Price: One significant move has been the emergence of managed entry agreements (MEAs): arrangements between manufacturers and payers that can help address payer concerns about the value and affordability of new medicines. They help accelerate and broaden patient access to innovative medicines, while also contributing to the long-term financial sustainability of healthcare systems. MEAs encompass both financial agreements and outcomes-based payment models that link reimbursement to the achievement of pre-specified clinical outcomes. Financial agreements have been common for some time, but recently we have seen increased interest in outcomes-based agreements that link payment to product performance. To accelerate these kinds of models, which are especially interesting for new technologies such as cell and gene therapies, we need to make sure we have a robust real-world data infrastructure to enable the tracking of outcomes in real time.
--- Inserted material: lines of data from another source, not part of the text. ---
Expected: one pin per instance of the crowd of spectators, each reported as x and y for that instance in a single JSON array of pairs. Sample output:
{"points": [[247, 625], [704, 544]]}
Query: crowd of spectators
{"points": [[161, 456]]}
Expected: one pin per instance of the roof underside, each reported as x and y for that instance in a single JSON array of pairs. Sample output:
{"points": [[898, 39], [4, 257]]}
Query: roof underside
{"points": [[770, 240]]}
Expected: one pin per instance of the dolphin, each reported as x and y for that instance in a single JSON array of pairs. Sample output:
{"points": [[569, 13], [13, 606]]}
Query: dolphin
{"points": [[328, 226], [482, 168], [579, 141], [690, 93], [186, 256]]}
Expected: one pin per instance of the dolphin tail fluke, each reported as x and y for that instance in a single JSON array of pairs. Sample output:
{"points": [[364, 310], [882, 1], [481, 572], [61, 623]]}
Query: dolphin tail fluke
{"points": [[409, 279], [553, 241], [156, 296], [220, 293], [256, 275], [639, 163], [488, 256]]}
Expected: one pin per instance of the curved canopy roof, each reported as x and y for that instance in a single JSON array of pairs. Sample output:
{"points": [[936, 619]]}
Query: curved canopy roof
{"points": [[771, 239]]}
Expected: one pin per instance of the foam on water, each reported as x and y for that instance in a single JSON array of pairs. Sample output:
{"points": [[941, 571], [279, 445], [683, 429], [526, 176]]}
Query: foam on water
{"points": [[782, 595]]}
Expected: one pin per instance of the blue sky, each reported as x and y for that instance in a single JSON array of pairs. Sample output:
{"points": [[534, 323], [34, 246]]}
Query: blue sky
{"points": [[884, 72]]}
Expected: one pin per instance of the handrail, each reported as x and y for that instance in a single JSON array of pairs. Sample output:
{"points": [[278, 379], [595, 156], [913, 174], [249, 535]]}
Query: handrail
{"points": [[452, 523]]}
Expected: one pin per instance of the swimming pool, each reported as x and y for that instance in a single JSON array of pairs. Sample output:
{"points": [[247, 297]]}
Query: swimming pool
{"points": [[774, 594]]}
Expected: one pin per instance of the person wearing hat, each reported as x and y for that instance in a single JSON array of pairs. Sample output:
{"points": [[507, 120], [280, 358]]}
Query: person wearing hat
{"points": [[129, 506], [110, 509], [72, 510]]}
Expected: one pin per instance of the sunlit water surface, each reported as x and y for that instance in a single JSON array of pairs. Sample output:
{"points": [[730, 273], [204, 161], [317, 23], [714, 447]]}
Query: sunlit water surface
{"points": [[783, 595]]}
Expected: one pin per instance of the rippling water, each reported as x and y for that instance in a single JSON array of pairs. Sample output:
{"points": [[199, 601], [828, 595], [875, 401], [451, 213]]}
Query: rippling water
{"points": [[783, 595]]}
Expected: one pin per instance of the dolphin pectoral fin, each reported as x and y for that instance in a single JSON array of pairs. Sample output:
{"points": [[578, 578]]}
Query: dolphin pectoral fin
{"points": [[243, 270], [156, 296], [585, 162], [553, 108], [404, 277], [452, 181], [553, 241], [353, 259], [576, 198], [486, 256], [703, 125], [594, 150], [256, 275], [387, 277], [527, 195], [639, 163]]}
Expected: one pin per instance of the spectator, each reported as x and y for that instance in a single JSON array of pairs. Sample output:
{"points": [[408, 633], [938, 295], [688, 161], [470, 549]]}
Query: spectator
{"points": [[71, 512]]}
Echauri: Trends of the past decade come amidst a backdrop of an aging population, an increasing prevalence of chronic diseases, and growing pressure to fund rare disease treatments. Governments have introduced several aggressive pricing strategies and policies to change prescribing behaviours, such as generic substitutions and limiting medications to certain sub-populations. Additionally, the pharma innovation landscape has changed; no longer are companies bringing blockbuster small-molecule therapeutics using a volume-based approach. New targeted therapies and innovative biologic therapies are often intended for smaller patient populations and must be priced accordingly.


Out of the alternative pricing systems available, which do you think could drive the most equal value for pharma, payers, and patients in the future?


Price: There is not a one-size-fits-all solution here. Is the main issue clinical uncertainty, variation in clinical benefit, or how best to cover one-off costs of treatment? In the future, pricing systems will likely be more receptive to outcomes-based agreements, as we will have increasing amounts of real-world data at our fingertips. That means payers and clinicians could adopt a more holistic approach to disease management; moving from ‘saving the best treatment until last’ to a strategy where patients receive the most efficacious treatment first, with a view to delay or avoid the need for subsequent treatment. Different treatment pathways should mean that discussions between manufacturers and payers will shift from being about transactions or budget impact, towards how best to achieve value-based outcomes for a given disease.


Echauri: Prices for drugs should reflect their value. If price and value become disconnected, efforts to produce new therapies won’t focus on the treatments with the highest net benefit for patients and payers. Value-based contracting where the price of a new health technology reflects the benefit that it provides to patients, society, and the economy, offers the best value for manufacturers, payers, and patients. This approach represents a route to mitigating or sharing the financial risk associated with introducing new healthcare technologies without limiting patient access.